The entry point for a user is ats-tls, which node depends on the service and user IP address:

TLS termination layer SSL handshake timeout connect timeout (origin server) TTFB (origin server) successive reads (origin server) Keepalive timeout (client)
ats-tls 60 seconds 3 seconds 180 seconds 180 seconds 120 seconds
nginx (deprecated) 60 seconds (nginx default value) 10 seconds (nginx default value) 180 seconds 180 seconds (same config parameter as TTFB) 60 seconds

Currently a big difference between nginx and ats-tls can be found on how they handle POST requests. nginx buffers the whole request completely before relying it to the origin (varnish-frontend) while ats-tls doesn't buffer it and relays the connection to varnish-frontend as soon as possible. On nginx, the timeout to fulfil the POST body is 60 seconds between read operations, this is the default value and it isn't explicitly configured.

Caching

Our caching system is split in two layers (frontend, and backend). There is one implementation of the frontend layer (varnish) and one implementation of the backend layer (ats-be).

caching layer connect timeout TTFB successive reads
varnish-frontend 3 seconds (text) / 5 seconds (upload) 65 seconds (text) / 35 seconds (upload) 33 seconds (text) / 60 seconds (upload)
ats-backend 10 seconds 180 seconds 180 seconds

App server

After leaving the backend caching layer, the request reaches the appserver. Here are described the timeouts that apply to appservers and api:

As of March 2020
layer request timeout
Nginx (TLS) 180 seconds (appserver, api, parsoid) / 1200 seconds (jobrunner) / 86400 seconds (videoscaler).

Configured byproxy_read_timeout. Time to first byte. Wall clock time.

Envoy (TLS/ats-be requests) 1 second (connect timeout) / 65 seconds (route timeout)
Apache 202 seconds (appserver, api, parsoid) / 1202 seconds (jobrunner) / 86402 seconds (videoscaler).

Configured by Timeout. Entire request-response, including connection time. Wall clock time.

php-fpm 201 seconds (appservers) / 201 seconds (api) / 201 seconds (parsoid) / 86400 seconds (jobrunner, videoscaler).

Configured by profile::mediawiki::php::request_timeout. Wall clock time.

PHP 210 seconds (appserver, api, parsoid) / 1200 seconds (jobrunner, videoscaler).

Configured by max_execution_time. CPU time (not including syscalls and C functions from extensions).

MediaWiki 60 seconds (GET) / 200 seconds (POST) / 200 seconds (jobrunner) / 86400 seconds (videoscaler).

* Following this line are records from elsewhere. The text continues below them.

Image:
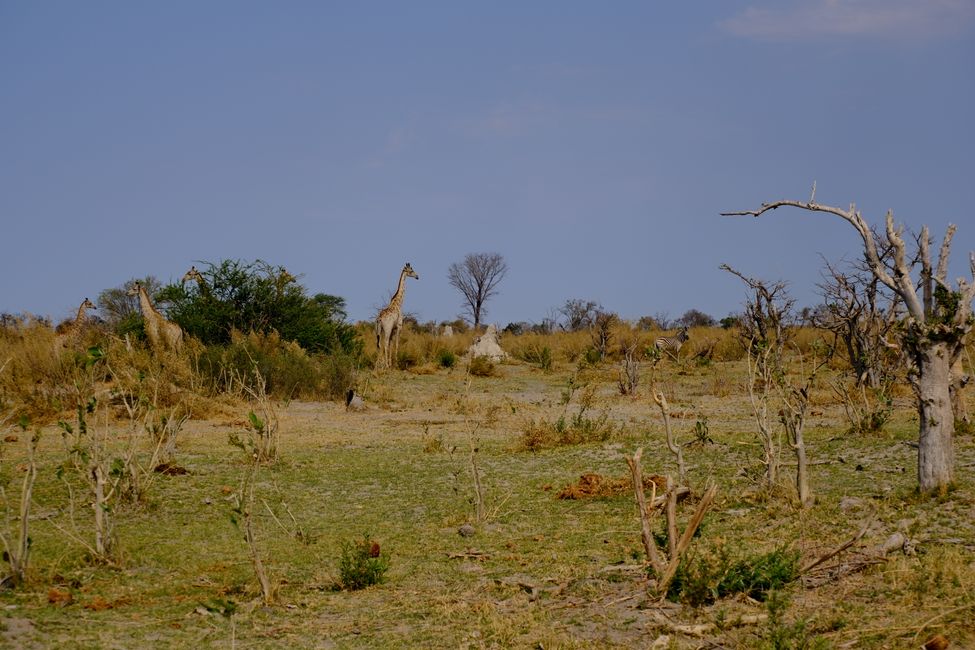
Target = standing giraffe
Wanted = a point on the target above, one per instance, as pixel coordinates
(194, 274)
(66, 332)
(390, 320)
(162, 334)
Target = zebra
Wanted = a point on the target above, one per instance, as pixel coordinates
(671, 344)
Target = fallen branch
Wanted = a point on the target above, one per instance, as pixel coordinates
(856, 538)
(686, 538)
(641, 500)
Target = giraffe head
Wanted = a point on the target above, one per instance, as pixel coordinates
(192, 274)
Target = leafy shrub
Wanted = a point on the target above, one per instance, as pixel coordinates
(362, 564)
(569, 429)
(703, 578)
(289, 370)
(256, 296)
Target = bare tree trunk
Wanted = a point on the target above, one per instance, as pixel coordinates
(937, 323)
(959, 379)
(802, 471)
(936, 457)
(103, 529)
(646, 534)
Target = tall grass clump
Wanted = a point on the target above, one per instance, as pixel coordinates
(362, 563)
(575, 428)
(290, 371)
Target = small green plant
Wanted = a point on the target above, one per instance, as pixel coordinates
(362, 564)
(703, 578)
(702, 434)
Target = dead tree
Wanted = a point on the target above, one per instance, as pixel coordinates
(764, 324)
(675, 448)
(795, 401)
(665, 562)
(764, 332)
(861, 313)
(932, 333)
(477, 279)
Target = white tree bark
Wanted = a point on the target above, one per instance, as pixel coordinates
(934, 332)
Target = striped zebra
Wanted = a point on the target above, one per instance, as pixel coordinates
(671, 344)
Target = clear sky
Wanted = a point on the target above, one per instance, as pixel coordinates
(592, 144)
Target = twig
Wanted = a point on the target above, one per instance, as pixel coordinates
(812, 565)
(941, 615)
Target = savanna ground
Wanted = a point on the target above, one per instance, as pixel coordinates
(539, 572)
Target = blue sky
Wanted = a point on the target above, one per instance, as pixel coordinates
(591, 144)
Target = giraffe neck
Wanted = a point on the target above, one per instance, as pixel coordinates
(147, 309)
(396, 302)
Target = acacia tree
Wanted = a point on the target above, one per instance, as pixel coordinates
(477, 279)
(932, 333)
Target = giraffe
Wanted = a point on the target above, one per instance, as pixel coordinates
(389, 322)
(194, 274)
(162, 333)
(66, 332)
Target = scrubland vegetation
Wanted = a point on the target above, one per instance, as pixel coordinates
(223, 496)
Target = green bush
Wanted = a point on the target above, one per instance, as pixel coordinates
(703, 578)
(289, 370)
(258, 297)
(362, 564)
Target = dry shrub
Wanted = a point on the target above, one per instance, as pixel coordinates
(41, 383)
(290, 372)
(482, 367)
(594, 485)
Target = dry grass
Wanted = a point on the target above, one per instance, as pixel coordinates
(539, 572)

This is configured using php-excimer

Notes

The app server timeouts might be larger than the ones on the caching layer, this is mainly to properly service internal clients.

php-fpm
The request_timeout setting the maximum time php-fpm will spend processing a request before terminating the worker process. This exists as a last-resort to kill PHP processes even if a long-running C function is not yielding to Excimer and/or if PHP raised max_execution_time at run-time.
PHP
The max_execution_time setting in php.ini measures CPU time (not wall clock time), and does not include syscalls.
Note that unlike all other settings, for videoscalers this setting is far lower than the higher-level timeouts (20min vs 24h). This is a compromise to prevent regular jobs from being able to spend 24h on the CPU, which would be very unexpected (as they share the same php-fpm configuration). Videoscaling jobs are expected to spend most of their time transcoding videos, which happens through syscalls so this is fine.
MediaWiki
This is controlled by the ExcimerTimer interval value, in wmf-config/set-time-limit. Upon reaching the timeout, php-excimer will throw a WMFTimeoutException exception once the current syscall returns.